The biggest shock that I got was when I was told that Muteeba aka my best friend who I consider as a sister, is going to Pakistan forever to continue her studies. No comments on how I felt. Because it was downright the most unbelievable thing I had heard. But it did happen. The next shock that I got was when she came back because of our stupid education system. Thank you, education system. But I got to have one more year with her. What could be more awesome than that ?
I lost a lot of battles this year but won a lot of them too. I experienced things I hadn’t before and realised that things happen in a different manner than I thought as well. I also made new friends and thankfully didn’t lose any old ones.

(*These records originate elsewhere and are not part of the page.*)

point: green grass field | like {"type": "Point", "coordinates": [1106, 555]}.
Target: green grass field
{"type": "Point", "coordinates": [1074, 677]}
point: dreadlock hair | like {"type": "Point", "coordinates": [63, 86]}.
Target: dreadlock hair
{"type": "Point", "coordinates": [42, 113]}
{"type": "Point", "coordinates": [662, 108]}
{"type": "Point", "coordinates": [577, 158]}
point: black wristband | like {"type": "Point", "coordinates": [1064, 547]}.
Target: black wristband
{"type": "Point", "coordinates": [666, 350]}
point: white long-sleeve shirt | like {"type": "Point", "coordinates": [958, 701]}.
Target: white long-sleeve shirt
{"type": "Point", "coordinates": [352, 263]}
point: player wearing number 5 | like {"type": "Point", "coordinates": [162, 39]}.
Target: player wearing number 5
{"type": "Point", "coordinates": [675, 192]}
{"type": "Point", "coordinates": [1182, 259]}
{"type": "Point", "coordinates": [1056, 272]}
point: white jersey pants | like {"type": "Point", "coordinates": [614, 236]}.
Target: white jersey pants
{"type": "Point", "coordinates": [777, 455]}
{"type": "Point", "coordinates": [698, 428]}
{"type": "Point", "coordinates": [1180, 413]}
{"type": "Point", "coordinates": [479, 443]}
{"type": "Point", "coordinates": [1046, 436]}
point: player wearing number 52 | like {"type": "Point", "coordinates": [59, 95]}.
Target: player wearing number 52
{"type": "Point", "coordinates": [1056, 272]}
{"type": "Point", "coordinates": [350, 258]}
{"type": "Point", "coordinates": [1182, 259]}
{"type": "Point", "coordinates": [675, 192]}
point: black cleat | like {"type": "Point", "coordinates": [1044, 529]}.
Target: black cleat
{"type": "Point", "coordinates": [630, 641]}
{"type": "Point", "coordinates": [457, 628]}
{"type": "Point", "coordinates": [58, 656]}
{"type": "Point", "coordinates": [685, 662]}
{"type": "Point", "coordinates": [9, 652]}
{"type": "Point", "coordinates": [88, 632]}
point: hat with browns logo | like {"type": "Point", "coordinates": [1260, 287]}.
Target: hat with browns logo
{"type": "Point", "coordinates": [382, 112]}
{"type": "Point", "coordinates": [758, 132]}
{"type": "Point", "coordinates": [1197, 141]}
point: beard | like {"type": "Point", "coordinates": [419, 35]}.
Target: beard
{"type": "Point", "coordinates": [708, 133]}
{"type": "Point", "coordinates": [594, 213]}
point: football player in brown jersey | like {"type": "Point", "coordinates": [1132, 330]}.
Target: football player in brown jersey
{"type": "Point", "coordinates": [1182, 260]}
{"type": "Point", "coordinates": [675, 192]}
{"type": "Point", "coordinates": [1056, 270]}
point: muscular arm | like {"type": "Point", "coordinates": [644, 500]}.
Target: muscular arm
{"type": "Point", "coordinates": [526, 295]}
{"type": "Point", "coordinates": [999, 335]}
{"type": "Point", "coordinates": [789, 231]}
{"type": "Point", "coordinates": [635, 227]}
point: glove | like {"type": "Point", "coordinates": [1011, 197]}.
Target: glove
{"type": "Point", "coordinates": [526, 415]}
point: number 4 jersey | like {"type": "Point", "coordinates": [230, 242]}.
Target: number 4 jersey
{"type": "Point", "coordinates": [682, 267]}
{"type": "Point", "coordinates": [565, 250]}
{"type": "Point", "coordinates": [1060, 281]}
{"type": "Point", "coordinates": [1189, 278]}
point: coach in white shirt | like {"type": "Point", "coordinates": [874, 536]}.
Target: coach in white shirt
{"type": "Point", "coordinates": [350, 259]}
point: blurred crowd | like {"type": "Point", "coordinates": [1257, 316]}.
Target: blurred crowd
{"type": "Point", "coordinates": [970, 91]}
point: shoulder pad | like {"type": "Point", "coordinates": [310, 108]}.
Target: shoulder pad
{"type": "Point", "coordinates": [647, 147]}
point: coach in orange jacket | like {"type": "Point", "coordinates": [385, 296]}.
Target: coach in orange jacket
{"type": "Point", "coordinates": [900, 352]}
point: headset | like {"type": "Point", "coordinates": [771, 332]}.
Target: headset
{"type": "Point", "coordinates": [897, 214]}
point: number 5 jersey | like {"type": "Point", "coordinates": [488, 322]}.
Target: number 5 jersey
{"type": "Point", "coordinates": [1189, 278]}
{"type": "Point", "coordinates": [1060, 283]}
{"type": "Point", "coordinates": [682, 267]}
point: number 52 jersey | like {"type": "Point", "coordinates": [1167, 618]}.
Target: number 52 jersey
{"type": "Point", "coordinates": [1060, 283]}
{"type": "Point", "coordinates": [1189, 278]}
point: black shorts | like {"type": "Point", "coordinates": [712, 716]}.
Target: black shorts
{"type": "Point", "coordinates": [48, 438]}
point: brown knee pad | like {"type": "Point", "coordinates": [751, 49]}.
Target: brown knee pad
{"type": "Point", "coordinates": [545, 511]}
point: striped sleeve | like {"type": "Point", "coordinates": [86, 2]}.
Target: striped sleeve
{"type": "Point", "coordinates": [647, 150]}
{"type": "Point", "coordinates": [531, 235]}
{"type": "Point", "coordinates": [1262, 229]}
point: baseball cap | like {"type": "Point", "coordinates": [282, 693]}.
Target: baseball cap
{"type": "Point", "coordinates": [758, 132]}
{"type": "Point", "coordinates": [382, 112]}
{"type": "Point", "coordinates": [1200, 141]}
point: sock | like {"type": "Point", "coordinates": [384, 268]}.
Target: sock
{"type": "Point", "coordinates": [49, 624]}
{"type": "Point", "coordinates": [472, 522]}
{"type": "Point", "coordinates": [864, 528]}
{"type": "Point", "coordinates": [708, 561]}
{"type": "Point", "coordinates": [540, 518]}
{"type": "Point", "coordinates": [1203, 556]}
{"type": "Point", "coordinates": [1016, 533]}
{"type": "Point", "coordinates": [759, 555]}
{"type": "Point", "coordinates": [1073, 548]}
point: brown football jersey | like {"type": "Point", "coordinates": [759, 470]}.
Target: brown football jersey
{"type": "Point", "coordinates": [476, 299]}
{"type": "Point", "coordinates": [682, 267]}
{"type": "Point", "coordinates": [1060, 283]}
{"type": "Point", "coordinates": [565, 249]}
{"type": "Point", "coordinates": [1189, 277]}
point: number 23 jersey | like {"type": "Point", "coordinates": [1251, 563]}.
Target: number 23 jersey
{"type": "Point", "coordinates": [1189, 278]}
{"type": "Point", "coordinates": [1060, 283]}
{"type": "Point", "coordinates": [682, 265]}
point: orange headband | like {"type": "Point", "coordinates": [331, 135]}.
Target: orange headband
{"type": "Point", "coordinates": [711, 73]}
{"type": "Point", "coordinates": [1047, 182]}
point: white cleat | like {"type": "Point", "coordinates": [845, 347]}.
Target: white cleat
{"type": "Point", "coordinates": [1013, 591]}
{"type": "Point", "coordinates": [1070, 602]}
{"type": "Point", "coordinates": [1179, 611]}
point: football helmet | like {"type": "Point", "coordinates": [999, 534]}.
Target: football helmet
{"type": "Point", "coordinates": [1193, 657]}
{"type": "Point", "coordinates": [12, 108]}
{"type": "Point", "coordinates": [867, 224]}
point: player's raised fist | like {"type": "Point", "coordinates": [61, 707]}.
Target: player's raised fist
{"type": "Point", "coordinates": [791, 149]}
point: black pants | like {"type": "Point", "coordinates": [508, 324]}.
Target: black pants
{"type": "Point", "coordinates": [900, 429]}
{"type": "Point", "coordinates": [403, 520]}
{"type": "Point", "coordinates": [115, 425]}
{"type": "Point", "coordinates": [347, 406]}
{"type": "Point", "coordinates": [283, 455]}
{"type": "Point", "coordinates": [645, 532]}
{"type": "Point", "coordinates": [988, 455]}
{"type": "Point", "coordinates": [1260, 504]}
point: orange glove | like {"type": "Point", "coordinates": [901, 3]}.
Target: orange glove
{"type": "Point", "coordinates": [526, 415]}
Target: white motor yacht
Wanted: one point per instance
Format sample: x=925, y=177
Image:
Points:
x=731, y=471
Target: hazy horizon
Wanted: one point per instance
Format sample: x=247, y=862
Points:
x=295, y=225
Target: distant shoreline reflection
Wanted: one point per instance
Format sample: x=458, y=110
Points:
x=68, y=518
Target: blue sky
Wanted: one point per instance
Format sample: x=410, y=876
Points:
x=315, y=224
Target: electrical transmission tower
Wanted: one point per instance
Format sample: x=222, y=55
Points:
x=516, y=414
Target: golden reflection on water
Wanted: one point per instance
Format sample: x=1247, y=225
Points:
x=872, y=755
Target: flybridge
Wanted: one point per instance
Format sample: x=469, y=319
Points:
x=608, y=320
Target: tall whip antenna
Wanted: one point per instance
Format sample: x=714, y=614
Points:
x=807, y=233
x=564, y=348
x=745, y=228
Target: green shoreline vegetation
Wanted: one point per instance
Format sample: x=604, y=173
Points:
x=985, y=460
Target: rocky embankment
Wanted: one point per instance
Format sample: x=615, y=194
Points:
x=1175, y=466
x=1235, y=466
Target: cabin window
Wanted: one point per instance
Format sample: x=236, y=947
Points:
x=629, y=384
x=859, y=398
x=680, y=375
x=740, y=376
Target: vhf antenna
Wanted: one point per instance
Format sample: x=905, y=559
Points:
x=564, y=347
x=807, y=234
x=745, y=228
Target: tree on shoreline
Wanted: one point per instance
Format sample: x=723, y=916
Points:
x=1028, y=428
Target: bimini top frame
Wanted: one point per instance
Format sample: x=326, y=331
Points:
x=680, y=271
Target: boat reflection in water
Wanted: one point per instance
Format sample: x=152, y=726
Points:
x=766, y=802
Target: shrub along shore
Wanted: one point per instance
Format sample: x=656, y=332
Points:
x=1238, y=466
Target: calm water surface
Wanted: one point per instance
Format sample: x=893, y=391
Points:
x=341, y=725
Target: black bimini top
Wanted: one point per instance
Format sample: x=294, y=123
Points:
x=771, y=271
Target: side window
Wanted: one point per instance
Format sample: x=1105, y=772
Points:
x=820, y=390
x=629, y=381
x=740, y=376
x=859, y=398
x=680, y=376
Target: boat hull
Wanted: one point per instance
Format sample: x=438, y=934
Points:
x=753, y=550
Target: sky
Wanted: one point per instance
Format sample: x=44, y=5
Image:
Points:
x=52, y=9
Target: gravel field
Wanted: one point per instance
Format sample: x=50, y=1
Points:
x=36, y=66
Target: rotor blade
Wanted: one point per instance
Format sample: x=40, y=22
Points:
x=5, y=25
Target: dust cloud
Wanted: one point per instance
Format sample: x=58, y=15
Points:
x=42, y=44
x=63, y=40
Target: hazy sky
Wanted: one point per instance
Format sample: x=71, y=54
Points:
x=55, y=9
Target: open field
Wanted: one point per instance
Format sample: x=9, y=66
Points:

Honestly, my life is filled with so much drama and things happening all the time that I cannot remember half of the things that have happened this year. One back draw of this year was that I could not finish my challenge of reading hundred books because I fell into a phase where I think, social media engulfed me and I abandoned my poor books. But no problem, I am back on track and they will get full attention. I read 78 books. Not good at all.
The coming year is very important and crucial for me. Because this year is going to decide what my future will get to be like. Where I will stand ten years from now. I will be starting a whole new chapter of my life and this year is all going to be about that. Whatever happens in this year, I hope it happens for a good reason and happens in the best of my interests. I do not know whether next year I will still be able to say that 2013 was an awesome year. But I hope that I do get to say it and mean it too.
P.S. I apologize for being such a lazy ass and uploading this after 16 days of New Years start.